The p53 tumour suppressor protein is a transcription factor that activates genes that result in cell cycle arrest, DNA damage repair, senescence or apoptosis. Recent individual cell studies have indicated that p53 activation is highly regulated in response to stressed conditions and non-stressed (normal proliferating) conditions in cells. The aim of this research is to investigate the design principles behind the precise regulation of p53 activation, under normal and stressed conditions. We extended the Sun et al. (2011) mathematical model of delay differential equations by incorporating the most recently found molecular interactions and hypotheses. In particular, we found that the core regulatory network consists of ATM, Mdm2, MdmX, Wip1 and p53. Our model of the p53 core regulatory feedback mechanisms can reproduce a series of repeated pulses in stressed conditions with appropriate induction of cell cycle arrest, and one or two spontaneous pulses (basal dynamics) in non-stressed conditions and these are consistent with the recent experimental findings. Our results show that the p53 spontaneous pulses are due to intrinsic DNA double strand breaks in normal proliferating cells, and p53 auto-regulation (positive feedback loop) allows threshold activation of p53 in generating these pulses.

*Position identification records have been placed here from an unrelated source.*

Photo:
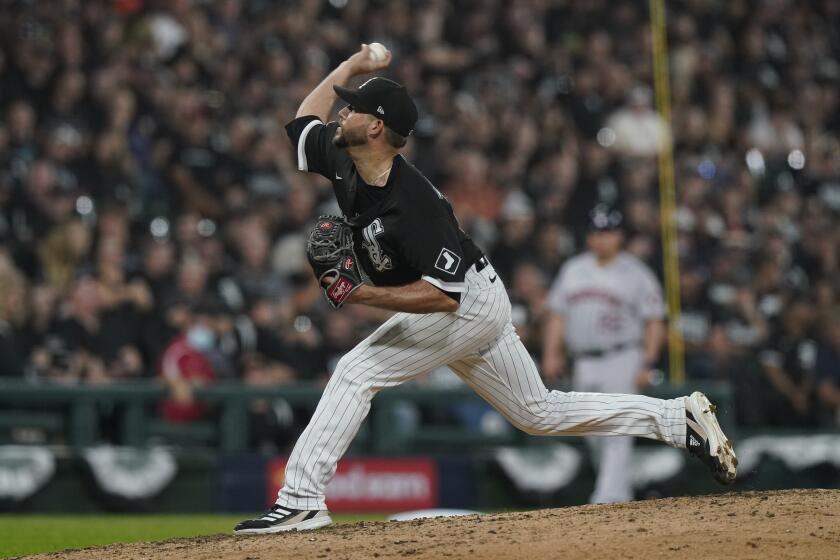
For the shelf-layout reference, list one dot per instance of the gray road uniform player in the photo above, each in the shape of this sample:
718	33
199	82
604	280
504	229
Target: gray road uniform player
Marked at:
407	236
606	309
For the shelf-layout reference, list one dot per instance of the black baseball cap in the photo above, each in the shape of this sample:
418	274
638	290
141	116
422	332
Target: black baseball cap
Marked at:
605	218
384	99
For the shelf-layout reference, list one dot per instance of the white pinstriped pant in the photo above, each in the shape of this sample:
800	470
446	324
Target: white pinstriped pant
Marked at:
478	342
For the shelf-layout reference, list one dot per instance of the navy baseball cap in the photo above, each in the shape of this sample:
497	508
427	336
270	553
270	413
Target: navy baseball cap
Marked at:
384	99
605	218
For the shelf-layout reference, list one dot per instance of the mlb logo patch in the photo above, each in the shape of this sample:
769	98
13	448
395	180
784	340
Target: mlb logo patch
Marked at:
448	261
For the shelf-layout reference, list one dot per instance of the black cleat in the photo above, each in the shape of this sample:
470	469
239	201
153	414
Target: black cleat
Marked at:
279	519
705	440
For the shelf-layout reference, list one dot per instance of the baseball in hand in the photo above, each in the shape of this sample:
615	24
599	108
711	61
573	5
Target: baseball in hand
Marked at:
377	52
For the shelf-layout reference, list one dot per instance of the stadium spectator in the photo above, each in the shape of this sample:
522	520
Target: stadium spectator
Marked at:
148	145
828	369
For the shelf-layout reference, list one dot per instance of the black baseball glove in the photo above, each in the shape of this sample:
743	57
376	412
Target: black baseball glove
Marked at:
330	252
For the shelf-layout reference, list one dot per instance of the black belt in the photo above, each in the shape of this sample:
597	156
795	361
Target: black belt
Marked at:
481	263
605	351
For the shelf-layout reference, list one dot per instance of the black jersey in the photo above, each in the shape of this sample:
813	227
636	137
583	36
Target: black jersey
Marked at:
403	231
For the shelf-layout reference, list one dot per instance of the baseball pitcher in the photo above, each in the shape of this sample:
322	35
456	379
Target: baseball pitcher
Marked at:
398	246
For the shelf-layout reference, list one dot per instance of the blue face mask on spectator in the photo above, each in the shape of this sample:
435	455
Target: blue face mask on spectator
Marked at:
201	338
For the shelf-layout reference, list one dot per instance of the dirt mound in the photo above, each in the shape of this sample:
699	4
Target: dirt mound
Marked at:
786	524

It also shows that the p53 dynamics are excitable; bifurcation analysis revealed a spectrum of p53 behaviour under stressed and non-stressed (normal) conditions on the basis of stress signal activation rate, and characterised p53 dynamics as Type II excitability. Additionally, the model makes testable predictions on pharmacological intervention to reactivate p53. Importantly, we reveal novel findings on the mechanism of threshold activation of p53 pulsatile and oscillatory dynamics that are important for its physiological function as the guardian of the genome.